Structure Your Day As You Would Normally
When working from home, you manage practically everything — calendar, projects, tasks, and breaks. Without a proper structure, you can quickly lose focus or burn out.
“I make an hour-by-hour contract with myself that basically says, ‘When nap time starts, what are the two things I’m going to do?’” Martin said. “I write it on a piece of paper. A lot of people like to keep digital notes, but then when I sit down, there’s no question like, ‘what am I going to do?’” says Laura Mae Martin, Google’s in-house productivity expert.
To stay on schedule, segment what you’ll do and when over the course of the day. Use an online calendar to create personal events and reminders that tell you when to shift gears and start on new tasks. If your mornings are for writing while in the office, use the same schedule at home.
“Try to stick to some semblance of your original routine from before you started working from home,” says Eric Lam, a cross-asset reporter for Bloomberg. “Give yourself a little bit of time before you start to wake yourself up, have a coffee, make breakfast. Especially for those of us — like me — who are not morning types.”

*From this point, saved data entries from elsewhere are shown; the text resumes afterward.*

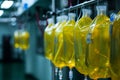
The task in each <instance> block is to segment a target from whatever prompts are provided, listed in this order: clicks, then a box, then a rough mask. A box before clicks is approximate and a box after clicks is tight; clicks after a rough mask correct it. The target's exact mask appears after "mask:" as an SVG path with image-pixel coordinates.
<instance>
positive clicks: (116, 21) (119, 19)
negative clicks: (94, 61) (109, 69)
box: [110, 12, 120, 80]
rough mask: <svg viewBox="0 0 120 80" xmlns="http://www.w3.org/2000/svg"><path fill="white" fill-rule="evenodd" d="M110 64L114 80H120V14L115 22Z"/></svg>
mask: <svg viewBox="0 0 120 80" xmlns="http://www.w3.org/2000/svg"><path fill="white" fill-rule="evenodd" d="M110 57H111V58H110V64H111V69H112V74H111V78H112V80H119V79H120V12H119V13H118V14H117V16H116V19H115V21H114V22H113V28H112V36H111V56H110Z"/></svg>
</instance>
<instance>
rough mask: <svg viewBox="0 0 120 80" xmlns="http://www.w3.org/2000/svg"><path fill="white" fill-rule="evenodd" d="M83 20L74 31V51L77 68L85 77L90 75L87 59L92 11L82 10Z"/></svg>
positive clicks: (75, 61)
mask: <svg viewBox="0 0 120 80" xmlns="http://www.w3.org/2000/svg"><path fill="white" fill-rule="evenodd" d="M82 13H83V15H82V18H80V19H79V20H78V21H77V22H76V25H75V29H74V49H75V68H76V69H77V70H78V71H79V72H80V73H82V74H84V75H85V76H87V75H88V66H87V63H86V58H87V54H88V46H87V43H86V36H87V33H88V30H89V26H90V23H91V22H92V19H91V18H90V14H91V10H90V9H82Z"/></svg>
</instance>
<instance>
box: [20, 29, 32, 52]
mask: <svg viewBox="0 0 120 80" xmlns="http://www.w3.org/2000/svg"><path fill="white" fill-rule="evenodd" d="M29 38H30V35H29V33H28V32H27V31H22V33H21V39H20V48H21V49H23V50H27V49H28V48H29V44H30V43H29Z"/></svg>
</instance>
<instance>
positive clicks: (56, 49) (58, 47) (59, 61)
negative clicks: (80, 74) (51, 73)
mask: <svg viewBox="0 0 120 80" xmlns="http://www.w3.org/2000/svg"><path fill="white" fill-rule="evenodd" d="M65 24H66V21H65V22H62V23H61V24H60V26H59V27H58V28H57V29H56V31H55V38H54V44H55V45H54V47H55V52H54V61H53V63H54V65H55V66H56V67H59V68H62V67H64V66H65V62H64V53H63V52H64V51H63V49H64V47H63V28H64V25H65Z"/></svg>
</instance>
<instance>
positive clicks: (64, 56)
mask: <svg viewBox="0 0 120 80" xmlns="http://www.w3.org/2000/svg"><path fill="white" fill-rule="evenodd" d="M74 26H75V21H74V20H70V21H68V22H67V23H66V24H65V25H64V29H63V42H64V43H63V44H64V52H63V53H64V61H65V64H66V66H68V67H69V68H73V67H74V66H75V60H74V54H75V53H74V38H73V30H74Z"/></svg>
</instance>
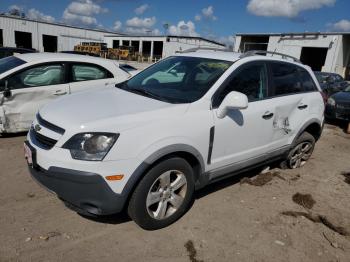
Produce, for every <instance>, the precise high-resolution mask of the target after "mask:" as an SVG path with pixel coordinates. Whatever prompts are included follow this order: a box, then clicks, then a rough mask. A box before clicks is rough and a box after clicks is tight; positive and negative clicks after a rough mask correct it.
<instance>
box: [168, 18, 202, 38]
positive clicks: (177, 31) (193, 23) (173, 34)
mask: <svg viewBox="0 0 350 262" xmlns="http://www.w3.org/2000/svg"><path fill="white" fill-rule="evenodd" d="M169 34H170V35H181V36H199V34H198V33H197V32H196V26H195V24H194V23H193V22H192V21H188V22H187V23H186V22H185V21H180V22H179V23H178V24H177V25H172V26H170V27H169Z"/></svg>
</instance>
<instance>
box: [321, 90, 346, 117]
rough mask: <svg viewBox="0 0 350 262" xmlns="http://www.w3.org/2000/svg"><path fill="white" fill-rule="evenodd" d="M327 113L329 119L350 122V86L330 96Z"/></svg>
mask: <svg viewBox="0 0 350 262" xmlns="http://www.w3.org/2000/svg"><path fill="white" fill-rule="evenodd" d="M325 115H326V117H327V118H329V119H337V120H345V121H347V122H350V86H349V87H348V88H346V89H345V90H344V91H341V92H338V93H336V94H334V95H332V96H331V97H330V98H328V101H327V105H326V112H325Z"/></svg>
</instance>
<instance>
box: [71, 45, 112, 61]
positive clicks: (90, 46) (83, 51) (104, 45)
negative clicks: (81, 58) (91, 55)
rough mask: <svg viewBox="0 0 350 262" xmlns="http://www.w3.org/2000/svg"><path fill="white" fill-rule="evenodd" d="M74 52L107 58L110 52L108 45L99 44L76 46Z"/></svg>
mask: <svg viewBox="0 0 350 262" xmlns="http://www.w3.org/2000/svg"><path fill="white" fill-rule="evenodd" d="M74 51H77V52H83V53H89V54H95V55H99V56H101V57H105V56H106V53H107V52H108V49H107V44H105V43H98V42H83V43H81V44H79V45H76V46H74Z"/></svg>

You could even dress the part and remind yourself you are in work-mode. That means comfortable work clothes — not pajamas. “It makes me feel awake, fresh, productive, and less slovenly,” says Kristine Servando, deputy head of Bloomberg Asia digital. “It was part of the mental trick of demarcating between work and the rest of your life.”
And remember to take breaks, refresh and recover. When you live in your office, it’s easy to overwork. Log off when you’re supposed to. And resist the urge to come back to your computer after dinner.
Separate Work Zones From Relaxing Zones
When you work from home, it’s easy to curl up in bed with a laptop and pretend that you’re “working”.
To improve your efficiency, build a separate home office/desk just for work. This sets your brain up for enhanced productivity — your brain gets spatially wired to think of the office as the place where work happens.
“By working in the same space each day, your brain starts to associate that spot with working. If you work in a different spot every day, your brain has to retrain itself every day to get work done in that spot,” says Martin.
Cancel Noise For Focus
The closest thing to magic for your money when working remotely is noise-canceling technology. I bought my first pair of noise-canceling headphones years ago. And I’ve never regretted the decision.
Working from home may expose you to sounds that become irritating or unbearable over time: traffic and street noise that penetrate through windows, the tick of a clock somewhere, etc. If you have kids, they probably would be playing close to your workspace.
Noise-canceling headphones or earbuds are great at removing those sorts of sounds almost entirely. They can also dull the sound of talking if you’re in a place in which other people (like your family or roommates) have to also function.
Combined with music, they work even better. The absence of background noise effectively enhances the music, and you can work without the distraction during your “focused” period.
Connecting with other people is needed more than ever to stay healthy, productive, happy and sane. You can hold virtual meetings, jump on a phone call, or send a friend a text. Reach out and support one another — and laugh!
“If you’re the kind of person who’ll miss your colleagues when you work from home, build opportunities for socializing into your day,” says Karen Eyre-White, a productivity coach and founder of GoDo business organization, who recommends trying to call colleagues rather than using email or Slack messaging.
Modern technology has made it insanely easy to stay connected. Use tools like Skype, Zoom, Microsoft Teams, Google Hangouts, WhatsApp, Facebook Workplace and Trello to stay connected with friends and colleagues at work. Positive social support can improve our resilience in coping with stress. Check-in with your friends, family, and neighbors regularly.
Working from home can be challenging for many people. How you choose to face that challenge won’t just determine your productivity — it will determine your mental health and even your happiness.